Le ministre des Affaires étrangères bahreïni affirme que le royaume du Golfe ne se préoccupe pas de la composition du nouveau gouvernement à Jérusalem

Lazar Berman est le correspondant diplomatique du Times of Israël

Le ministre des Affaires étrangères de Bahreïn, Abdul Lateef Rashid Al Zayani, s'adresse aux journalistes à Manama le 4 décembre 2022. (Crédit : Lazar Berman/Times of Israel)
Le ministre des Affaires étrangères de Bahreïn, Abdul Lateef Rashid Al Zayani, s'adresse aux journalistes à Manama le 4 décembre 2022. (Crédit : Lazar Berman/Times of Israel)

MANAMA, Bahreïn – Bahreïn a accordé un vote de confiance à Benjamin Netanyahu et à son gouvernement entrant dimanche, alors que le ministre des Affaires étrangères du royaume a qualifié le leader du Likud « d’homme de paix ».
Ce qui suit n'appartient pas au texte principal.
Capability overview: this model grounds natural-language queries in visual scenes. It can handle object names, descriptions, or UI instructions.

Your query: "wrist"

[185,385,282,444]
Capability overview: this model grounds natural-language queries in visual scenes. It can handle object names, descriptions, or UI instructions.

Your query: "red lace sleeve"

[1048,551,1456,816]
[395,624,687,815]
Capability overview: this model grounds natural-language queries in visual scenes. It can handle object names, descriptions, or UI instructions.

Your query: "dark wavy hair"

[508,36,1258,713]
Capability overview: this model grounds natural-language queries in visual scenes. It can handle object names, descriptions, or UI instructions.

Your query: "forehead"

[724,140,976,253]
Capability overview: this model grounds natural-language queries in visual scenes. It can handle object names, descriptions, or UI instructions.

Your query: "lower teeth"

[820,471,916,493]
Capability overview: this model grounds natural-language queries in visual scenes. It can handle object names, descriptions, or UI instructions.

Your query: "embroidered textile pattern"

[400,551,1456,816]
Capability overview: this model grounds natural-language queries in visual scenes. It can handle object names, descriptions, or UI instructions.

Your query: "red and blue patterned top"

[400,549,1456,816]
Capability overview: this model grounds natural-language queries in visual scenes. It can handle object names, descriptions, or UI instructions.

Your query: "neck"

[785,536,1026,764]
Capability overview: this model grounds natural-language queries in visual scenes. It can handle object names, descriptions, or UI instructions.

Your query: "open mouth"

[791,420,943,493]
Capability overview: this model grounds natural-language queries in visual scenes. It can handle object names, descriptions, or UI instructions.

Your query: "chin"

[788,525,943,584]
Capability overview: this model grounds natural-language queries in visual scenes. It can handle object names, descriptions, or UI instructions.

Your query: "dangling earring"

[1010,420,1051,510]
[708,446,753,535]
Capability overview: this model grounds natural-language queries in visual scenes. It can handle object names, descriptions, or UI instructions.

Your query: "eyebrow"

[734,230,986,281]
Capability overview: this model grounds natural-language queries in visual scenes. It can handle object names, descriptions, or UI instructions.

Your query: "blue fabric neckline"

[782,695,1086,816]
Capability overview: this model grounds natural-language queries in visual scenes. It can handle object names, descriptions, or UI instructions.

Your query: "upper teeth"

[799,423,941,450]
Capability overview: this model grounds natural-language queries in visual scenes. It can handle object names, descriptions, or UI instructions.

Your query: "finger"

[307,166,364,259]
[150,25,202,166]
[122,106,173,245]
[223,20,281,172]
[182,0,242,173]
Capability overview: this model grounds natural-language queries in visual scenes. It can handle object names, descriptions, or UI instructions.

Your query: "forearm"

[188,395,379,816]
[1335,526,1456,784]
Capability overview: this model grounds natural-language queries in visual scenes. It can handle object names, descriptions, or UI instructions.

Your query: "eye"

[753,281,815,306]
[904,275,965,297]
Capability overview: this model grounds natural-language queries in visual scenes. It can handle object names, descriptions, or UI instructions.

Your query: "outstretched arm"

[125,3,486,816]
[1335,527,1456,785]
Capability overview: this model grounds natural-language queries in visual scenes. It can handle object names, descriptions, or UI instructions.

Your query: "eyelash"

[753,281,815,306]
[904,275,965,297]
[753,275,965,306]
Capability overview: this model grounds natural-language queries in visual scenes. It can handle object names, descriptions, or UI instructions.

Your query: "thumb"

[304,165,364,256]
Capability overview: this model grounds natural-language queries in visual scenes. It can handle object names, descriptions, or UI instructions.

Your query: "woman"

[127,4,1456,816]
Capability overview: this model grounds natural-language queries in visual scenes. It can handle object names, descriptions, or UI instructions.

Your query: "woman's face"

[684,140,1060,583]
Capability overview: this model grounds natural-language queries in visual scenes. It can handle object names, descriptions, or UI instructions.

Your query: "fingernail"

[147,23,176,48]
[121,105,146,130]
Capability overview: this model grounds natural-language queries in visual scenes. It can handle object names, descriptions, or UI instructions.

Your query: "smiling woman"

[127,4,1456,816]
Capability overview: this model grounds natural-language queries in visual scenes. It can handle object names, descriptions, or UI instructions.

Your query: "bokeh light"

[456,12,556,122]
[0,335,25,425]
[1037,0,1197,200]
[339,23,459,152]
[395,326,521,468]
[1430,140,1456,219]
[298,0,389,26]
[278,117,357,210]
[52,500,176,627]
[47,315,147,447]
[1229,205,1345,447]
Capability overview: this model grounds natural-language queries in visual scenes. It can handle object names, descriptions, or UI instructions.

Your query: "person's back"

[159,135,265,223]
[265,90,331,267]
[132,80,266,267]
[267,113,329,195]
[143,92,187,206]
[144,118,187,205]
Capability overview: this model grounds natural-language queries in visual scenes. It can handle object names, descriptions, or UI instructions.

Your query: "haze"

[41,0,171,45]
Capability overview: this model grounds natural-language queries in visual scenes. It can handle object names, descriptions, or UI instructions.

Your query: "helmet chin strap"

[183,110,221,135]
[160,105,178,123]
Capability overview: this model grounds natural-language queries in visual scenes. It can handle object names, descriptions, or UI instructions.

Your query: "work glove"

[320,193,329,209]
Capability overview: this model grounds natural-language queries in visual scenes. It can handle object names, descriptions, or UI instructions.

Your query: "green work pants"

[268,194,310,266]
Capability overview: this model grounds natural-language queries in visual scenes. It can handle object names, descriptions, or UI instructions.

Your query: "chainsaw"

« Permettez-moi à ce stade de féliciter Israël pour l’élection réussie qui a eu lieu », a déclaré le ministre des Affaires étrangères de Bahreïn, Abdul Latef Al Zayani, aux journalistes israéliens et bahreïniens lors d’une visite d’État du président Isaac Herzog. « Et nous, à Bahreïn, nous sommes de notre côté vraiment impatients de travailler avec le nouveau gouvernement sous la direction de l’un des principaux signataires et partenaires des accords d’Abraham. »

Netanyahu a reconstitué un gouvernement avec des partis de droite, d’extrême droite et ultra-orthodoxes. Il a signé dans ce cadre des accords de coalition avec les partis d’extrême droite Otzma Yehudit, HaTzionout HaDatit et Noam.

Le chef d’Otzma Yehudit, Itamar Ben Gvir, s’est engagé à expulser les Arabes « déloyaux », à imposer la peine de mort aux personnes reconnues coupables d’actes terroristes et à assouplir les règles d’engagement – qui encadrent les tirs à balle réelle – des forces de sécurité contre les suspects palestiniens. Le chef de HaTzionout HaDatit, Bezalel Smotrich, a fait pression en faveur du démantèlement de l’Autorité palestinienne et il soutient l’annexion de grandes parties de la Cisjordanie, sans accorder l’égalité des droits aux Palestiniens de ces régions.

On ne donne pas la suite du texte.